Mr. Doxsee says that in the past he might have worked with another programmer where one would “navigate” – sharing insights and ideas – while the other would “drive” at the keyboard. Now, AI is that virtual programming partner.

“AI can spit out code and help you cultivate your curiosity by digging deep to understand a problem,” he says. “It’s almost like a super senior developer who knows the ins and outs of lots of different things.”

But the technology has significant limitations.

“It’s not perfect,” Mr. Doxsee says. “AI can be overconfident and it’s not always accurate. You have to check what it does or put guardrails up around what it does so that it doesn’t lead you astray, build the wrong thing or introduce bugs into your code.”

Those concerns are echoed by Jyoti Kunal Shah, an independent researcher and director of application development for ADP, who examines refactoring – the process of restructuring code to make it cleaner or more efficient without changing what it does.

“Providing ... explanations for refactoring decisions can significantly enhance developer trust and transparency,” Ms. Shah writes in her paper, published in July 2024 in The American Journal of Engineering and Technology. “Such explanations connect the AI’s actions to well-known software engineering principles, making it easier for developers to assess and approve the changes.”

She describes a collaborative workflow where AI suggests improvements, explains its reasoning and then waits for a human developer to approve or reject the suggestion. When that happens, Ms. Shah writes, “the developer’s expertise combined with the AI’s speed and pattern recognition can yield optimal outcomes when decisions are transparent.”
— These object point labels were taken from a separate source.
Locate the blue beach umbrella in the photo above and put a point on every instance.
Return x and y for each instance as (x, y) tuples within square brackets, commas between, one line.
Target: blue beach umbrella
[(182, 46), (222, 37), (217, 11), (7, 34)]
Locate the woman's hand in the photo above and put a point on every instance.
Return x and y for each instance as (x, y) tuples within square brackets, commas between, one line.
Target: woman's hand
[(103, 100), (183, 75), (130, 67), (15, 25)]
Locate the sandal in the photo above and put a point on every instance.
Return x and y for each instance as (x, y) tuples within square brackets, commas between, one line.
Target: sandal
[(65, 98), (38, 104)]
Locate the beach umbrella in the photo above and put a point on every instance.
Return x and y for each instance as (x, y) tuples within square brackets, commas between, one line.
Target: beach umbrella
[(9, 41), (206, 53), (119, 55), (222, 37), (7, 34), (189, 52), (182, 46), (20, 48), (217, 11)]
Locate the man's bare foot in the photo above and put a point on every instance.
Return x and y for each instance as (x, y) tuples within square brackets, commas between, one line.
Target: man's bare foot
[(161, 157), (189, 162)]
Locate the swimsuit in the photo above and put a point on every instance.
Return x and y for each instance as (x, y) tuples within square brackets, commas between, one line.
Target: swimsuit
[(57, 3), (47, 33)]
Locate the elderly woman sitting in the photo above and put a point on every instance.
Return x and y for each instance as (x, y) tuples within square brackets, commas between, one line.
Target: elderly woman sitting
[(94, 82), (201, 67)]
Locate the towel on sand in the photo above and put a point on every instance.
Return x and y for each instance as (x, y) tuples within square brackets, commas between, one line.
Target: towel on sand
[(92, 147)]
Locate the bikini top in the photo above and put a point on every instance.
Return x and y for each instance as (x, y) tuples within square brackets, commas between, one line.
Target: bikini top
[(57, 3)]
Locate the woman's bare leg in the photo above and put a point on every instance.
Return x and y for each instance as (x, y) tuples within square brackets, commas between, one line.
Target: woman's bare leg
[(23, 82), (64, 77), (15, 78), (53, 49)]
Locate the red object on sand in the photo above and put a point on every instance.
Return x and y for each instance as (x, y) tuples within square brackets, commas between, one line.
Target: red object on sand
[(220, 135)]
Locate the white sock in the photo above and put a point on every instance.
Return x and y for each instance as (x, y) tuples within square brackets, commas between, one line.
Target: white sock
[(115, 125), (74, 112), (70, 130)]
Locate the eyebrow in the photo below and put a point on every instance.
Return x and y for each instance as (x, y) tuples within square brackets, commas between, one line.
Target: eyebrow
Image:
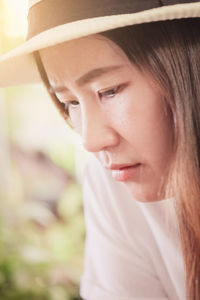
[(87, 78)]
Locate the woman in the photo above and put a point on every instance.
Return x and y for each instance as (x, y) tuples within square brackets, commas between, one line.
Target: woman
[(133, 94)]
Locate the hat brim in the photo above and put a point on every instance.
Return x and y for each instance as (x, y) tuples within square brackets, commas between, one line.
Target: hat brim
[(18, 66)]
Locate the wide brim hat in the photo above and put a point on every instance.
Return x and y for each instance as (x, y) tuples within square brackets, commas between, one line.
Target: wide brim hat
[(51, 22)]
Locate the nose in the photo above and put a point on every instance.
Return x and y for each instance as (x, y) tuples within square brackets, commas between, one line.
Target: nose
[(97, 131)]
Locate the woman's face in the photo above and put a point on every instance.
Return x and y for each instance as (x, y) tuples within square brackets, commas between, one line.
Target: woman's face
[(119, 112)]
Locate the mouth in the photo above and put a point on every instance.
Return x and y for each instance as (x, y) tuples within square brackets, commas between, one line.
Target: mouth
[(125, 173)]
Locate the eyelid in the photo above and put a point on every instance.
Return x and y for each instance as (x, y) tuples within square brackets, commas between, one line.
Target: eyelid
[(115, 88)]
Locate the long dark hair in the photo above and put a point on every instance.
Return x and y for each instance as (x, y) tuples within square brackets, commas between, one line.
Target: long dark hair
[(170, 52)]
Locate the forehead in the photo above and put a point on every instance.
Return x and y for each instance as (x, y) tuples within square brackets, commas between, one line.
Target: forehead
[(94, 49), (66, 62)]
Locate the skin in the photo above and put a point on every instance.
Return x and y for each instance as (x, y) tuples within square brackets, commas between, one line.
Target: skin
[(121, 115)]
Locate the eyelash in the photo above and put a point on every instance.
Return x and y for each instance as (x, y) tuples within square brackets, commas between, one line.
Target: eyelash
[(109, 93)]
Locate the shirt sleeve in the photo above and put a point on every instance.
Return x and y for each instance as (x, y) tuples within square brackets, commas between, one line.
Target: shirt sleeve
[(115, 267)]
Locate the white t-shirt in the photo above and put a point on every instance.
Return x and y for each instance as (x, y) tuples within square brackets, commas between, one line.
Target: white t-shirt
[(132, 249)]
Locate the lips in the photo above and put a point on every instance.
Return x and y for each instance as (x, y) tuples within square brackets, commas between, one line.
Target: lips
[(125, 172)]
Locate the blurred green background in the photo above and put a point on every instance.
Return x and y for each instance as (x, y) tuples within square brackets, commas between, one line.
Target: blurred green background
[(42, 229)]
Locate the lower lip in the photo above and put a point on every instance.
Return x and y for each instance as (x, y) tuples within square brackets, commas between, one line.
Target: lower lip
[(127, 173)]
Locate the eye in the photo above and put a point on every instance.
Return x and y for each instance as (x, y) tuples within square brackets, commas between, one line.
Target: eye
[(109, 93), (72, 103)]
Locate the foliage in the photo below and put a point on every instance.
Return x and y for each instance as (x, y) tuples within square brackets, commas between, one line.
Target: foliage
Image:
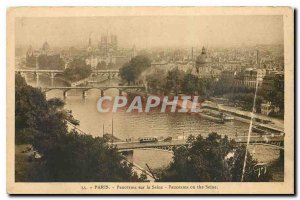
[(211, 159), (77, 70), (66, 156), (101, 65), (132, 70)]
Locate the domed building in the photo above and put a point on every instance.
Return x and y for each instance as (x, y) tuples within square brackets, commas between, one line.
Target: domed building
[(45, 48)]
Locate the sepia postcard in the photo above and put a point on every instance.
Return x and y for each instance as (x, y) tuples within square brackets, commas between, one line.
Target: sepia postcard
[(150, 100)]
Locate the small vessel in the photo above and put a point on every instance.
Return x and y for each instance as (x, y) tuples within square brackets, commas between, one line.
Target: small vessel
[(228, 118), (148, 139), (212, 115)]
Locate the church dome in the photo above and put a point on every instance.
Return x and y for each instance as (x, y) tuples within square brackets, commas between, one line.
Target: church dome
[(45, 46), (202, 58)]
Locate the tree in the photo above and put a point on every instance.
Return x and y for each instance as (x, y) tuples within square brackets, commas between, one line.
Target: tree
[(132, 70), (211, 159), (66, 155)]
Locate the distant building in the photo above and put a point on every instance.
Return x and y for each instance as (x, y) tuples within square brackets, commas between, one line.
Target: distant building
[(45, 48), (268, 108), (108, 44), (31, 58)]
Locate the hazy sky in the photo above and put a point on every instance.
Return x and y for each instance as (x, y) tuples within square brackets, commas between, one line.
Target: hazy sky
[(152, 31)]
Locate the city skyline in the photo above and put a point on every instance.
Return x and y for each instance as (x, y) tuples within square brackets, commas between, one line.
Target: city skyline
[(170, 31)]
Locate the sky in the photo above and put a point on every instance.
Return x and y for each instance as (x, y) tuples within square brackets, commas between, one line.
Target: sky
[(151, 31)]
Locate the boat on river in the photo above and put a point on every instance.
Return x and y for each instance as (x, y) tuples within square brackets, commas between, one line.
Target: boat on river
[(212, 115)]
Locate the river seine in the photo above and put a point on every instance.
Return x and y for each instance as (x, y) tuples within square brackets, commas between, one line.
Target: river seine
[(135, 125)]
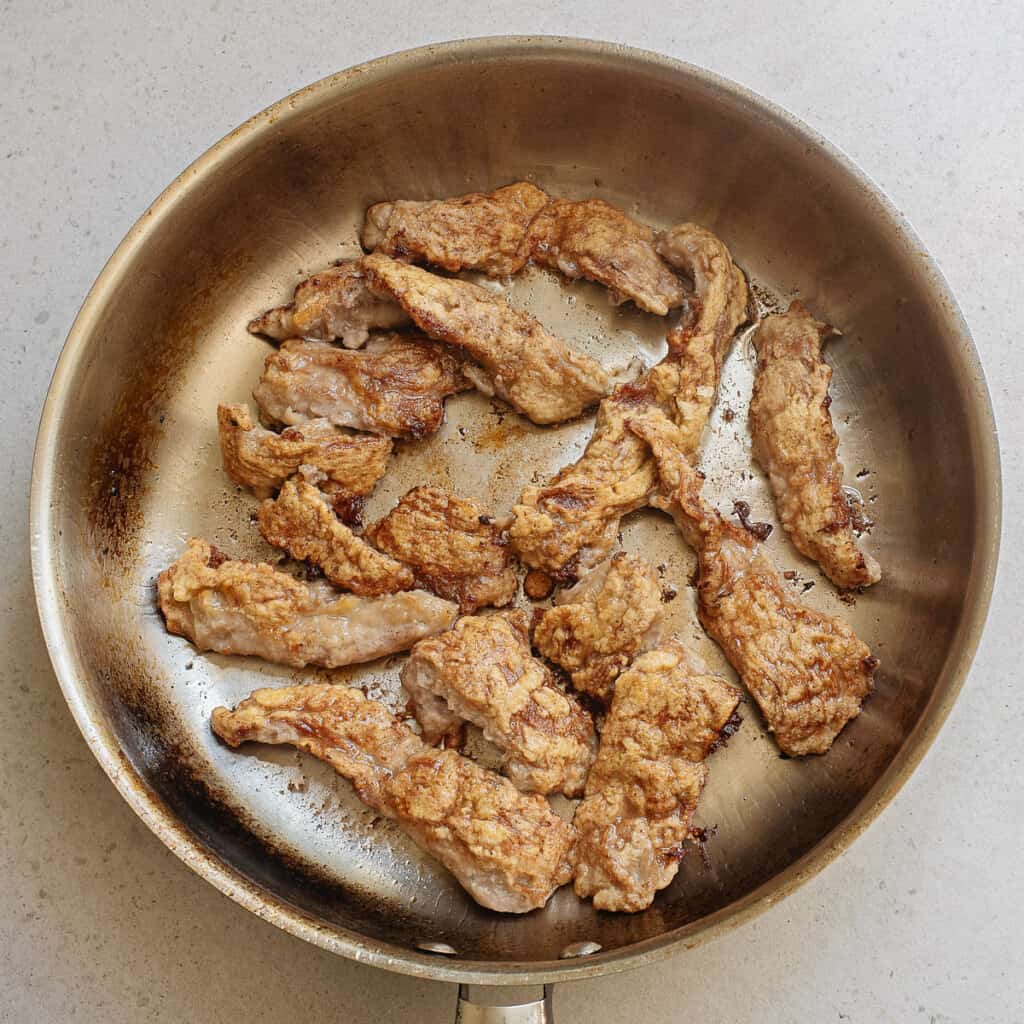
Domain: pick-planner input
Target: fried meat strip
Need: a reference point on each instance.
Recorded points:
(571, 523)
(808, 672)
(301, 521)
(453, 549)
(669, 713)
(334, 303)
(482, 672)
(509, 850)
(395, 386)
(256, 458)
(513, 355)
(796, 444)
(597, 627)
(238, 607)
(478, 231)
(594, 240)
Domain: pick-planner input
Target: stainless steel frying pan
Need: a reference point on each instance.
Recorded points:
(127, 466)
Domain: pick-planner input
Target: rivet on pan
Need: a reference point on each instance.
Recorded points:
(429, 946)
(580, 949)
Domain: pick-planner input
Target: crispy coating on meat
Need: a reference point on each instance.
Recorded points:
(478, 231)
(334, 303)
(796, 444)
(509, 850)
(668, 715)
(301, 521)
(594, 240)
(238, 607)
(395, 386)
(453, 549)
(571, 523)
(600, 625)
(482, 672)
(256, 458)
(807, 671)
(513, 355)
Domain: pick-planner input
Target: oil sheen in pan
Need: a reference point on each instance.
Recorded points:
(486, 453)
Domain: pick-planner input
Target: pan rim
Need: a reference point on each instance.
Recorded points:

Despite AI’s limitations, both Mr. Maltais and Mr. Doxsee see it as an irreversible shift in their industry – one that elevates rather than replaces human coders.

“AI will certainly continue to improve, but I see humans as indispensable to the craft of coding,” Mr. Doxsee says. “We want to deeply leverage the insights AI can provide, but we want to keep people in the driver’s seat.”

Mr. Maltais admits that he feels anxious about AI taking his job. But he says that developers who learn to harness AI will remain in high demand.

“The most powerful thing we can do as engineers is use it regularly and find creative ways to be more productive and provide more value,” he says. “It’s hard to predict where things are going, but finding new ways to use AI is really the main way we can make ourselves more potent as individuals.”